Les Ex-PCF

Le plus grand parti de France

Charles Rappoport (né à Dūkštas en Lituanie russe le 14 juin 1865, mort à Cahors (Lot) le 17 novembre 1941), effectue ses études secondaires à Vilnius (Russie), grâce à une bourse.

Après son baccalauréat, il est recherché dans le cadre d’une tentative d’attentat contre le tsar Alexandre III de Russie, sous le nom d’Ossip (son pseudonyme à l’époque), mais réussit à partir légalement à l’étranger.

À Paris, de 1887 à 1891, il participe à l’Union des ouvriers russes. Il se rend à Berne puis à Zurich où il poursuit des études jusqu’au doctorat en philosophie, en 1897.

En 1892, il épouse Fanny Rattner qui prépare une thèse sur l’économiste autrichien Carl Menger.

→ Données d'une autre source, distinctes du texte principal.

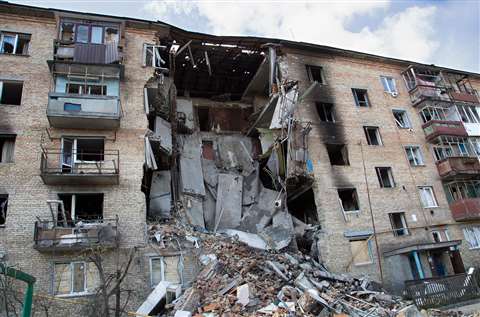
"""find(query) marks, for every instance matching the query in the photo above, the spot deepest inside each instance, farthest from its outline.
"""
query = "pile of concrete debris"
(237, 280)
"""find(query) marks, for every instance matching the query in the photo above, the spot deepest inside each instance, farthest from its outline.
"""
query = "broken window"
(14, 43)
(361, 97)
(427, 197)
(164, 269)
(338, 154)
(414, 155)
(3, 209)
(389, 85)
(151, 55)
(81, 207)
(385, 177)
(401, 119)
(472, 236)
(75, 278)
(399, 224)
(325, 111)
(11, 92)
(7, 147)
(315, 73)
(349, 199)
(373, 135)
(361, 251)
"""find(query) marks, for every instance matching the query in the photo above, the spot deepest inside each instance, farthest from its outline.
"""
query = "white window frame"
(416, 153)
(390, 87)
(405, 117)
(432, 196)
(86, 291)
(472, 236)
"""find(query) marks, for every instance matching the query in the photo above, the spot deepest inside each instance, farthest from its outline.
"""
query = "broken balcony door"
(67, 155)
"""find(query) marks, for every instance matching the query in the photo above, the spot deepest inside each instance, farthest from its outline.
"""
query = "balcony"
(83, 111)
(435, 128)
(64, 168)
(466, 209)
(50, 237)
(458, 166)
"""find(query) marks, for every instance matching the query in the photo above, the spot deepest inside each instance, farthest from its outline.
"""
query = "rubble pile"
(237, 280)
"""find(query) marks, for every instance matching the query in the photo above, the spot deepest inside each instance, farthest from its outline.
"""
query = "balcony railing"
(76, 167)
(83, 111)
(458, 166)
(466, 209)
(50, 236)
(87, 53)
(442, 291)
(435, 128)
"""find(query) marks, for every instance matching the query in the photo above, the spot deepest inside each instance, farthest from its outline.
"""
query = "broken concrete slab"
(228, 211)
(160, 195)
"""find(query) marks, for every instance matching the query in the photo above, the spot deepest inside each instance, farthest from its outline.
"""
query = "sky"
(442, 32)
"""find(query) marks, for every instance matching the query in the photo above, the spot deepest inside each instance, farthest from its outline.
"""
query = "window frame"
(432, 195)
(358, 103)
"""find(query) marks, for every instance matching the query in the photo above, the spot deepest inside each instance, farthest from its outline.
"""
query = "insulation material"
(160, 195)
(163, 130)
(228, 212)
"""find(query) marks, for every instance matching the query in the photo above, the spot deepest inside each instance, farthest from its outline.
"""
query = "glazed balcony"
(68, 168)
(83, 111)
(436, 128)
(451, 167)
(50, 236)
(466, 209)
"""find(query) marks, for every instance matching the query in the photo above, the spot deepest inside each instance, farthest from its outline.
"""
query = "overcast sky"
(442, 32)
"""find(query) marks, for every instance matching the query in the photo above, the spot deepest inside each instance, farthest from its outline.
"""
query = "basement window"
(80, 207)
(14, 43)
(338, 154)
(401, 119)
(349, 199)
(399, 224)
(7, 147)
(373, 135)
(11, 92)
(361, 97)
(385, 177)
(75, 278)
(361, 251)
(315, 73)
(325, 111)
(3, 209)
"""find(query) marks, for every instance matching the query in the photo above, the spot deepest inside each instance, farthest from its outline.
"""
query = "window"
(7, 147)
(427, 197)
(348, 199)
(389, 84)
(14, 43)
(75, 278)
(152, 56)
(325, 111)
(3, 209)
(472, 236)
(338, 154)
(11, 92)
(414, 155)
(399, 224)
(373, 135)
(315, 73)
(401, 119)
(385, 177)
(361, 97)
(361, 251)
(164, 269)
(80, 207)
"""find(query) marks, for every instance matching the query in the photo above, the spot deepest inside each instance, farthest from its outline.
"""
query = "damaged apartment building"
(113, 128)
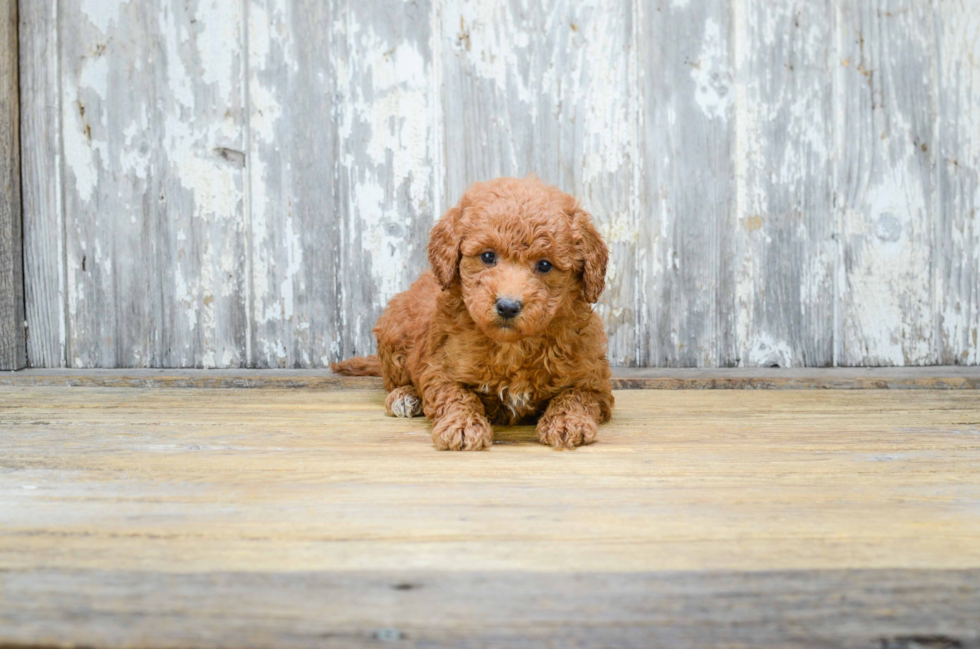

Pendant un séjour à Londres en 1892, où Rappoport est allé faire des recherches au British Museum, il rencontre F. Engels à plusieurs reprises. Après des soirées de discussions, il continue à s’opposer au marxisme qu’il juge trop économiciste et déterministe.

À la fin de 1897, les Rappoport s’installent à Paris, où Fanny meurt peu de temps après.

Il acquiert  la nationalité française en 1899.

Rappoport se marie en 1901 avec Sophie Oguse, médecin (ne pouvant exercer en France) qu’il avait connue autrefois à Vilnius. Ce n’est qu’en 1904 que Sophie Rappoport est autorisée à exercer et devient une des rares femmes médecins en France. La famille Rappoport s’installe dans le petit village de Souancé (Eure-et-Loir) de 1904 à 1908, puis habite définitivement Paris.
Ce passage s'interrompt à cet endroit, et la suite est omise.